La rentabilité des recycleurs en question
Enfin, en admettant même de trouver la bonne formule – sur 39 références différentes de plastique testées depuis 2020 par SGH Medical Pharma, seules 5 s’avéreraient utilisables – « le défi réglementaire comme les investissements d’adaptation sont dissuasifs, d’autant que les utilisateurs finaux semblent peu enclins à payer le surcoût de la vertu », rapportait la directrice RSE dudit fabricant, Virginie Delay, lors de la journée RSE organisée par le Snitem en mai dernier.
À l’autre bout de la chaîne, mêmes réserves du côté des recycleurs. « D’abord parce qu’à chaque formulation sa spécificité de recyclage, d’où de lourdes interrogations sur la qualité des approvisionnements, les process et les volumes pertinents », expose Martin Pajot, chargé de Mission Innovation Centre-Val de Loire chez Polymeris.
La question de la stabilité et de la traçabilité complique par ailleurs une valorisation totalement circulaire du produit « même si certains procédés comme le recyclage chimique (décomposition du polymère en monomère) pourrait laisser penser qu’on revient à une matière vierge », souligne Christophe Simon, directeur veille et affaires publiques chez Sterimed. Résultat : mieux vaut donc viser de nouvelles vies moins exigeantes (reconditionnement des attelles par exemple), voire extérieures à la santé, comme la chaise du CHU de Reims, fabriquée à partir de plastiques récupérés au bloc (lire notre article du 26 juin 2024).
Un casse-tête logistique
Au centre du jeu, les établissements aspirent également à des plastiques durables, soit pour accorder leurs achats à la loi, soit pour alléger leur poubelle. Conduite sur deux jours dans deux de ses services (réanimation et maternité), une analyse du CH de Dax a en effet montré que « sur quelque 145 kg de déchets collectés, 125 kg partaient en DAOM dont plus de 60 % composés de plastique qui auraient pu bénéficier d’une filière dédiée : couches (17 %) mais aussi emballages médicaux (10 %), seringues et blouses chirurgicales (7 % chacun) », rapporte Arielle Dolléans, chargée de mission développement durable/transition écologique au CH Dax-Côte d’Argent.
Les logisticiens ne sont pas davantage à la fête. Le CHU de Bordeaux s’est lancé dans la caractérisation de ses déchets plastiques depuis novembre 2023 : « PP-PE rigides (flaconnages, seringues…), PVC, Polypropylène non tissé (EPI), PE souple (films) PET (bouteille d’eau, coques d’emballage…)… Très différente d’un service à l’autre, la liste est longue ! » constate Matthieu Meune, chef de projet économie circulaire de cet hôpital.
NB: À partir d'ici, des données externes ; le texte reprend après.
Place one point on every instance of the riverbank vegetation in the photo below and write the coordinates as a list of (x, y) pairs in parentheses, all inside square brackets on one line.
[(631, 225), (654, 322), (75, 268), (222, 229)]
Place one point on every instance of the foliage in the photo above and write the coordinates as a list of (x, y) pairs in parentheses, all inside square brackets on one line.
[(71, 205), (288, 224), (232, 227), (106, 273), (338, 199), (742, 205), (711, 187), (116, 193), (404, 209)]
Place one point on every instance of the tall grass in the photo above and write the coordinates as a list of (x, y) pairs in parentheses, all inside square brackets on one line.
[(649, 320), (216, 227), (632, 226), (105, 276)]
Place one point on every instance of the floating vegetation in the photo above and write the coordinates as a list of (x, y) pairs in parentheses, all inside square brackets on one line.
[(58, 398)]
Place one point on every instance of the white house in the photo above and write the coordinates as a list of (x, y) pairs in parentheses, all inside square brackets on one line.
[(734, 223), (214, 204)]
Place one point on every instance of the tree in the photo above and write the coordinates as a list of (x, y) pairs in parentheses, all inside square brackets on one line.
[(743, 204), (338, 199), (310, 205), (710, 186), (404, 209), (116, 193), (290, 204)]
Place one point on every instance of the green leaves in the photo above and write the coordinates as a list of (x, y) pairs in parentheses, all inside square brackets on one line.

Avec autant de filières à organiser : stockage, formation du personnel, volume insuffisant pour être acheté… De multiples raisons qui ont donc incité le CHU girondin à tester – pour le moment – la contractualisation avec un collecteur unique chargé d’effectuer ensuite la répartition aux recycleurs selon trois flux : PET, PE souple et PP-PE.
Evaplus, premier état des lieux partagé
« Dans ce contexte complexe, la seule voie pour parvenir enfin à une solution viable consiste donc à tous se réunir autour de la table et déployer nos moyens de manière mutualisée pour gagner du temps et de l’investissement », conclut Cécile Vaugelade. Et c’est justement ce que l’étude Evaplus, portée par le pôle de compétitivité Polymeris et l’ADI Nouvelle-Aquitaine, a décidé de faire avec l’appui du cabinet Alcimed, financée pour cela à 70 % par l’Ademe et à 30 % par les acteurs concernés eux-mêmes, au nombre desquels figure le Resah.
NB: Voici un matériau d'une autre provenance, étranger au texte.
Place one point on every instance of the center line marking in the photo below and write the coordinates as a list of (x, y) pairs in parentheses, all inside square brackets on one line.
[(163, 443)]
« Deux volets s’affichent à cette enquête, première de cette envergure sur le sujet en France » pose Marie Rolin du cabinet Alcimed : « Cartographier et quantifier les gisements existants dans les services de santé à partir des données d’établissements ayant déjà travaillé cette question et cerner les revalorisations possibles, avec leurs difficultés techniques et humaines, à l’appui des expérimentations existantes, en France et ailleurs. » Menée de mars à juin, la publication des résultats de ce vaste panorama fera l’objet d’un événement en septembre.